Oh. my. god. Having a cocktail of meds is a freaking GAME CHANGER. I cannot believe I was at the level of pain I was in for TWELVE FREAKING DAYS before it was under control. The Celebrex and Gabapentin have me down to 15-20mg oxy per day now, and while I'm super loopy and brain farty from the Gabapentin, it's so much better than writhing in pain and exhibiting baby reflexes and being just outright nasty by nighttime because it hurts so much. Good for me, good for Bryce. And it's good to keep Bryce happy because he is an amazing caretaker and I am just so fortunate that if I have to have power tools taken to my leg, he's here helping me move through it. 


I will be calling/writing a letter to the hospital about the failure in sending me home with the right meds, and how awful it is to treat someone who is in tremendous pain after an insanely traumatic surgery like a drug addict scheming for narcotics. I know there's a crisis, but this is WAY overcorrection. I should not have been in so much pain for so long. It was wholly unnecessary and it definitely set me back. Shame on our system. Literally, if you don't want me on all that oxy, give me the right balance of meds to manage the pain so I can do my PT like a rockstar and get myself back in business with my new knee. 

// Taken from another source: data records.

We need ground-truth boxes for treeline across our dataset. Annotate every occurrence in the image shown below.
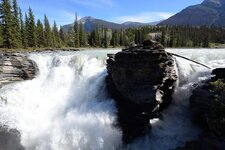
[0,0,225,49]
[0,0,86,49]
[77,26,225,48]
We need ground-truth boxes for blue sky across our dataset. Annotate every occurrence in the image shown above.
[18,0,203,25]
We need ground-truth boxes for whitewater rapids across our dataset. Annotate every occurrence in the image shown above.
[0,49,225,150]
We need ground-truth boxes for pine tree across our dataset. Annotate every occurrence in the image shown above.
[104,28,108,48]
[52,21,61,47]
[12,0,22,48]
[74,13,80,47]
[79,22,85,47]
[44,15,52,47]
[59,26,65,46]
[27,8,37,47]
[19,9,26,48]
[24,13,29,48]
[1,0,14,48]
[37,19,45,47]
[161,29,166,46]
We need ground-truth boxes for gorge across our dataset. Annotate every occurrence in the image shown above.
[0,46,225,150]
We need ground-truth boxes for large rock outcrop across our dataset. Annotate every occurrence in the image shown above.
[180,68,225,150]
[0,53,38,87]
[106,40,177,143]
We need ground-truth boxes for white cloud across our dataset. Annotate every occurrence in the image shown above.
[116,12,174,23]
[71,0,114,8]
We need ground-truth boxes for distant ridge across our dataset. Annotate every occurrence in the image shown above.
[159,0,225,26]
[63,16,160,32]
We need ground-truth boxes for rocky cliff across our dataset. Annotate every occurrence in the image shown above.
[0,53,38,87]
[106,41,177,143]
[180,68,225,150]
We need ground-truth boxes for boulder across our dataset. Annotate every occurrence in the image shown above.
[106,40,177,143]
[182,68,225,150]
[0,53,38,87]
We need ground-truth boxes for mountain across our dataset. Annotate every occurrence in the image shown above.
[159,0,225,26]
[63,16,162,32]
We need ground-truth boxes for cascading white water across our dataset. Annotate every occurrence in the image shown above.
[0,49,225,150]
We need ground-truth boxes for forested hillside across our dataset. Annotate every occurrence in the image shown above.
[0,0,225,49]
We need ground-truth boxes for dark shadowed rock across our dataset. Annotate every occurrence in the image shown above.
[106,40,177,143]
[178,68,225,150]
[212,68,225,80]
[0,53,38,87]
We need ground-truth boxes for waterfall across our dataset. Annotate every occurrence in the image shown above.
[0,49,225,150]
[0,53,121,150]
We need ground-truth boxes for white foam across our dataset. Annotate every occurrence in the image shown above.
[0,49,225,150]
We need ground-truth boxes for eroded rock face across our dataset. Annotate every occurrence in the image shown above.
[181,68,225,150]
[106,41,177,143]
[0,53,38,87]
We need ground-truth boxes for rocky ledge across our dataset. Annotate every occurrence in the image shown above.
[0,53,38,87]
[179,68,225,150]
[106,40,177,144]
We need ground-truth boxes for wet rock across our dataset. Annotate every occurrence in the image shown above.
[212,68,225,80]
[0,53,38,87]
[106,40,177,143]
[0,126,25,150]
[182,68,225,150]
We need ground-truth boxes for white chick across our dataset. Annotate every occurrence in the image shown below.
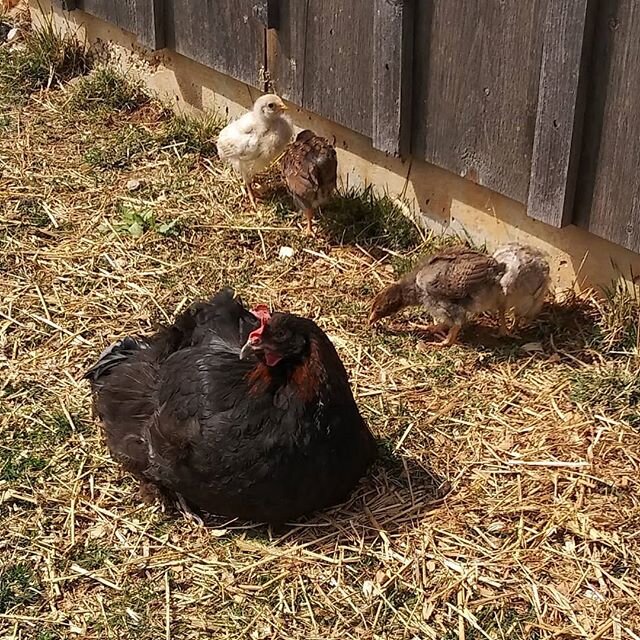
[218,93,293,209]
[493,243,550,333]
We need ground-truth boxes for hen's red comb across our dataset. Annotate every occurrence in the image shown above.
[249,304,271,342]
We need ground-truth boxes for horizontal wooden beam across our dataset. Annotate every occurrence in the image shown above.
[253,0,280,29]
[372,0,414,156]
[527,0,596,227]
[53,0,78,11]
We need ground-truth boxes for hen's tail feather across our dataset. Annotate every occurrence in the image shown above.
[82,336,150,382]
[169,287,260,350]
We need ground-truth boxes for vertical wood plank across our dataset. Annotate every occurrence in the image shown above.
[136,0,165,51]
[268,0,375,138]
[53,0,78,11]
[372,0,414,155]
[527,0,595,227]
[574,0,640,252]
[253,0,280,29]
[165,0,266,90]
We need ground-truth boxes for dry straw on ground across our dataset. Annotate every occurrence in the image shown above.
[0,27,640,640]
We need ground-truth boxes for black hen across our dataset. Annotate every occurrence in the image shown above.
[86,289,375,524]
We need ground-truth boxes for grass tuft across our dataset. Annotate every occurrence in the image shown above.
[0,562,41,614]
[70,66,150,114]
[319,185,423,251]
[597,279,640,355]
[158,113,225,156]
[0,16,90,100]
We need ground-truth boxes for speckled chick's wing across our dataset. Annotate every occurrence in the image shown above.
[281,130,338,209]
[416,247,505,301]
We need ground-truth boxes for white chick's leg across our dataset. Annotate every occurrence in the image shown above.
[304,208,315,236]
[498,307,509,336]
[245,180,258,213]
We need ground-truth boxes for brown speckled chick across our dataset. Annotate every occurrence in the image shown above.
[369,247,506,347]
[493,243,550,333]
[281,129,338,234]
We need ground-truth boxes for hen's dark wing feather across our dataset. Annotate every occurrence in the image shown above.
[281,130,338,207]
[168,287,260,351]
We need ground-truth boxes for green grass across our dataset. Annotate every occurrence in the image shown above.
[571,364,640,428]
[0,562,41,613]
[0,17,90,101]
[158,113,225,156]
[319,185,423,251]
[595,273,640,353]
[70,66,150,115]
[0,407,72,482]
[84,124,155,171]
[100,201,183,238]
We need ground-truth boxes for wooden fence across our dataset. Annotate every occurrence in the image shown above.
[59,0,640,252]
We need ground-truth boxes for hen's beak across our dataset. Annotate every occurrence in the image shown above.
[240,340,254,360]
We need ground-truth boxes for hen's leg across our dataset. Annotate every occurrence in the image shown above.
[176,493,204,527]
[436,324,462,347]
[304,208,314,236]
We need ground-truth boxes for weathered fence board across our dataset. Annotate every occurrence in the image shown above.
[372,0,414,155]
[136,0,165,51]
[76,0,141,33]
[575,1,640,252]
[527,0,595,227]
[164,0,265,88]
[269,0,374,137]
[413,0,546,202]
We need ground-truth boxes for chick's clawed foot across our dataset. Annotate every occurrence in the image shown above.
[304,209,316,236]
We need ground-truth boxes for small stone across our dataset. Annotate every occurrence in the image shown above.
[278,247,295,260]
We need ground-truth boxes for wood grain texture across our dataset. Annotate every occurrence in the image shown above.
[574,0,640,252]
[53,0,78,11]
[269,0,374,137]
[413,0,546,202]
[136,0,165,51]
[76,0,138,33]
[165,0,265,89]
[527,0,595,227]
[372,0,414,155]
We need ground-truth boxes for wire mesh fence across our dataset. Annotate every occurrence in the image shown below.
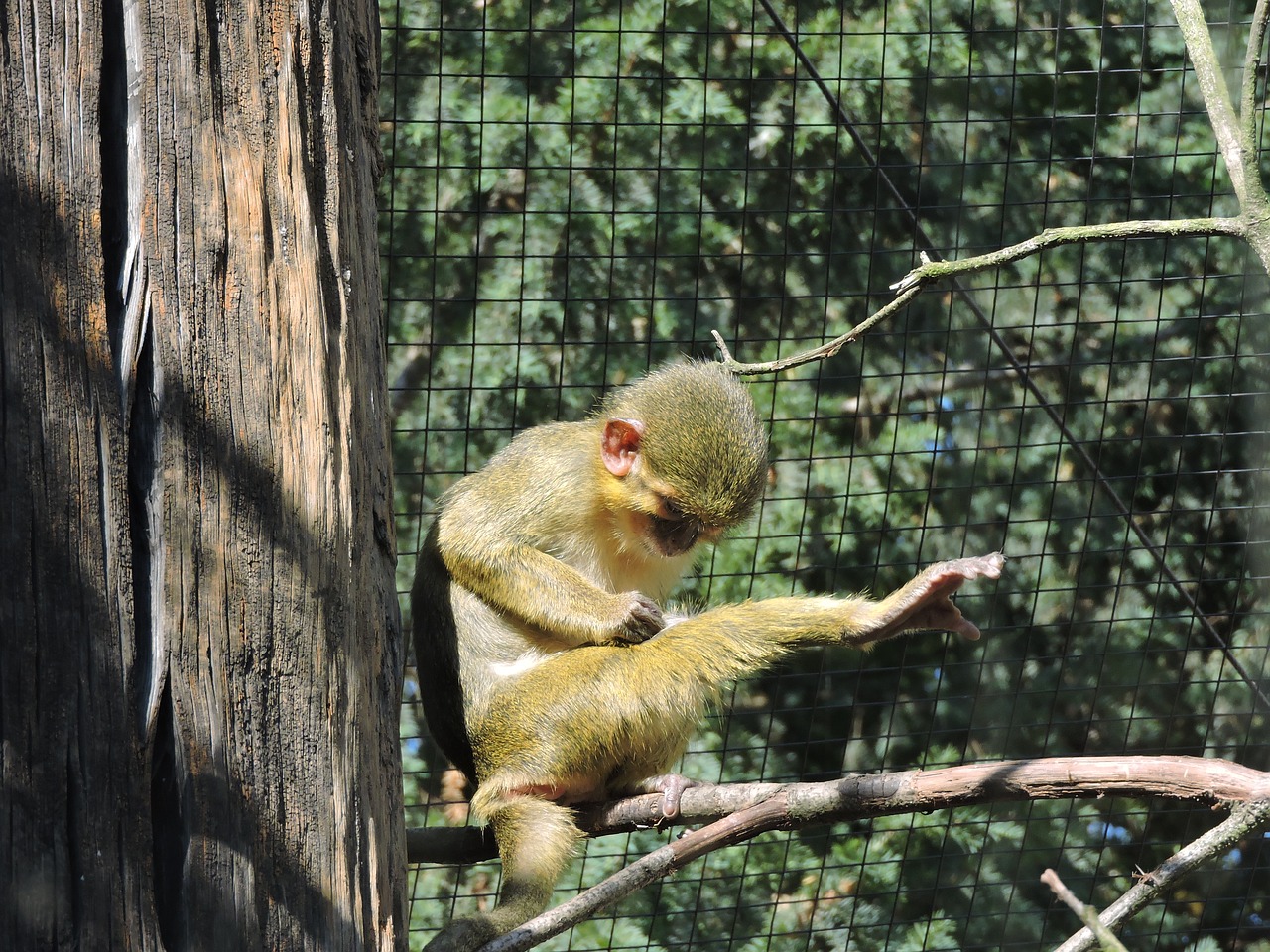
[381,0,1270,949]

Thank you for coming to my TED Talk. 

2 comments:

  1. Oh man, that makes me angry for you. Yes, there's an opioid epidemic. No, not everyone who requests pain medication has bad intentions.

    I am very, very sorry you were in pain.

    ReplyDelete
  2. Shame on our system, for sure! It's so much more fragile than we think. You are a total rock star for getting through this Civil War shite and PT and a hematoma and systems failure that kept you in pain needlessly.